И все же, если говорить о школе, о стилевой направленности поэзии Георгия Суворова, то со всей ясностью нужно определить: он был романтиком. Его романтическое видение мира начало складываться еще тогда, когда он с ружьем бродил по лесистым Саянам, дружил с плотовщиками и чабанами, слушал рассказы о красных партизанах, которые в устах хакасских сказителей более походили на легенды о богатырях – альтах; когда молодой сельский учитель попытался в поэтических строчках выразить свой восторг перед сказочной хакасской землей, перед теми грандиозными преобразованиями, которые переживала вся многонациональная Россия. А потом армия, фронт. Личный боевой опыт, образцы невиданного мужества и героизма слились в сознании поэта с романтическими традициями русской воинской поэзии. Фронтовая поэзия Георгия Суворова – это поэзия героико-романтическая. Да он и сам понимал особенность своего дарования:
Стой! И послушай шорохи зари,
Пусть рвется слово. Но не говори!
Не говори… Об этом будет песня.
А ведь кругом шла война: смерть, кровь, примеры не только мощи, но и нищеты человеческого духа – все это было перед глазами Суворова. Можно двояко бороться с этим силой слова: писать об этом гневно и страстно или со всей силой души противопоставлять этому свой героический идеал, – именно таков был принцип Суворова. Можно возразить, что в условиях военной печати, в силу ее специфики, появление стихов первого типа было зачастую невозможно. Это верно, но они оставались в записных книжках и потом составляли основу послевоенных книг поэтов-фронтовиков. Главное, что они были. Среди многочисленных не публиковавшихся при жизни произведений Суворова практически нет ни одного, где он бы отказался от своего романтического принципа типизации. В его художественную задачу входило создать высокий, романтический образ советского воина-освободителя. Приведу очень характерный пример. Как, казалось бы, в условиях военного времени можно было писать о солдате, попавшем в плен? А все-таки и тут поэт не отступает от своего принципа. Он пишет о «звериных черных лапах, легших на тело молодое в неравной схватке взятого воина». Он обращается с гневной отповедью к Германии, «клеймящей своим позором бойца прекрасные черты».

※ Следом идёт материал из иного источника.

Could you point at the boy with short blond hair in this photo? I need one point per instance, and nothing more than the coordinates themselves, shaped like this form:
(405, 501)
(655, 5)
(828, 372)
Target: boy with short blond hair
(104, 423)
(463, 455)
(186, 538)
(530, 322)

Сами поэты остро ощущали этот возросший героико-романтический пафос советской поэзии. «В самом деле, что случилось с такими словами, как слова «победа», «битва», «счастье», «могущество», «Родина», «смерть», «жизнь», «месть»? Раньше это были слова условного, «высокого» стиля. Сейчас они вошли в наш быт», – писал Н. Тихонов.
Нередко обращается поэт и к романтической символике. Наиболее типично в этом отношении стихотворение «Чайка». Эти птицы являются, по мысли автора, символом бесстрашия, активного отношения к бытию:
Как полумесяц молодой,
Сверкнула чайка предо мной.
В груди заныло у меня…
Зачем же в самый вихрь огня?
Что гонит? Что несет ее?
Не спрячет серебро свое…
……………………………………
Зачем?
Но разве я не так
Без страха рвусь в огонь атак?
И крикнул чайке я:
– Держись!
Коль любишь жизнь —
Борись за жизнь!
Характерно, что это стихотворение чрезвычайно ценил Николай Тихонов. В выразительности образа чайки явно ощущаются традиции русской революционной романтики – «Песни о Буревестнике» и «Песни о Соколе» Горького. Романтизм Суворова был не книжным, придуманным, уводящим от жизни, а был рожден в самом кипении жизни, ознаменовал творчество поэта, писавшего на линии огня, видевшего в жизни немало злого, недоброго, несправедливого и все-таки с романтической страстью мечтавшего о том,
Чтоб то, что было вечной болью
Твоей души, всех дней твоих,
Легло и умерло с тобою
В один неотвратимый миг.
Но только б жило, только б жило, —
Чему в веках не потускнеть,
Вот та единственная сила,
Сбивающая с толку смерть.
И такой «силой, сбивающей с толку смерть» поэт считал прежде всего отвагу, героизм своих товарищей по оружию. Тема героя и подвига – ведущая во всем творчестве Георгия Суворова, многих его товарищей по перу.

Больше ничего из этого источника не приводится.